Emergent Mind

Abstract

Pretrained language models underpin several AI applications, but their high computational cost for training limits accessibility. Initiatives such as BLOOM and StarCoder aim to democratize access to pretrained models for collaborative community development. However, such existing models face challenges: limited multilingual capabilities, continual pretraining causing catastrophic forgetting, whereas pretraining from scratch is computationally expensive, and compliance with AI safety and development laws. This paper presents Aurora-M, a 15B parameter multilingual open-source model trained on English, Finnish, Hindi, Japanese, Vietnamese, and code. Continually pretrained from StarCoderPlus on 435 billion additional tokens, Aurora-M surpasses 2 trillion tokens in total training token count. It is the first open-source multilingual model fine-tuned on human-reviewed safety instructions, thus aligning its development not only with conventional red-teaming considerations, but also with the specific concerns articulated in the Biden-Harris Executive Order on the Safe, Secure, and Trustworthy Development and Use of Artificial Intelligence. Aurora-M is rigorously evaluated across various tasks and languages, demonstrating robustness against catastrophic forgetting and outperforming alternatives in multilingual settings, particularly in safety evaluations. To promote responsible open-source LLM development, Aurora-M and its variants are released at https://huggingface.co/collections/aurora-m/aurora-m-models-65fdfdff62471e09812f5407 .
Aurora-M outperforms StarCoderPlus in code and multilingual benchmarks, showing higher Pass@1 and 0-shot accuracy.

Overview

  • Aurora-M is a 15B parameter open-source multilingual Large Language Model (LLM) pre-trained on over 2 trillion tokens, encompassing languages like English, Finnish, Hindi, Japanese, Vietnamese, and code, aligning with the Biden-Harris Executive Order on AI safety.

  • The model underwent a two-stage training curriculum, using diverse datasets and focusing on both general and instruction-tuned datasets to enhance its capabilities and safety alignment.

  • Training techniques included the use of the LUMI supercomputer, mixed precision training, and a meticulously optimized learning schedule, prioritizing environmental considerations like hydro-powered energy use.

  • Aurora-M demonstrated superior performance in multilingual tasks and coding-related tasks, particularly in safety evaluations, underlining its commitment to producing ethically and legally sound content.

Overview of Aurora-M

The paper introduces Aurora-M, a 15B parameter open-source multilingual Large Language Model (LLM) that has been continually pretrained on a diverse and extensive dataset. Unlike its predecessors, Aurora-M stands out not only for its multilingual capabilities, which cover English, Finnish, Hindi, Japanese, Vietnamese, and code, but also for its alignment with stringent AI safety and legal standards, specifically the Biden-Harris Executive Order on the Safe, Secure, and Trustworthy Development and Use of Artificial Intelligence. The model was continually pretrained from the StarCoderPlus model on an additional 435 billion tokens, reaching a staggering total of over 2 trillion tokens. This comprehensive training enables Aurora-M to demonstrate robustness against catastrophic forgetting and superior performance in multilingual settings, particularly in safety evaluations.

Data Curation and Processing

The dataset preparation for Aurora-M involved a two-stage training curriculum, integrating general text data from diverse sources, covering both natural languages and coding languages, along with instruction-tuning datasets. The Continual Auxiliary Pretraining (CAP) stage utilized general web data and multilingual datasets from sources like RefinedWeb and the Pile, while the Continual Alignment Tuning (CAT) stage focused on further boosting its capabilities in specific areas and aligning with safety objectives. Rigorous data filtering techniques were employed to ensure the high quality and relevance of training data, addressing challenges like toxic content removal and sensitive information anonymization.

Training Methodology

Aurora-M's training exploited advanced techniques, including the use of the LUMI supercomputer, mixed precision training, and a carefully optimized learning rate schedule, culminating in a training period of 48 days.
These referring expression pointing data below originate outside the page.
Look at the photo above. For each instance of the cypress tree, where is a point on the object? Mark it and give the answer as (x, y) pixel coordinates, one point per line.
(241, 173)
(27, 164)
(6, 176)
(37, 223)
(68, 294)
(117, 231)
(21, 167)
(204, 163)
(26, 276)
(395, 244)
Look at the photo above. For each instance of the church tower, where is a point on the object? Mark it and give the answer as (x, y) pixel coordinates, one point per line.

This training was not only highly efficient but also environmentally considerate, using 100% hydro-powered energy and incorporating waste heat recycling.

Emphasis on Safety and Legal Compliance

A critical aspect of Aurora-M's development was its instruction-tuning on a carefully curated dataset designed to align with the Biden-Harris Executive Order’s focus areas. This safety consideration is crucial for mitigating risks related to AI applications and ensuring the model’s outputs adhere to accepted ethical and legal standards. The construction of this tailored safety dataset underscores a proactive approach to addressing contemporary concerns regarding AI safety and compliance.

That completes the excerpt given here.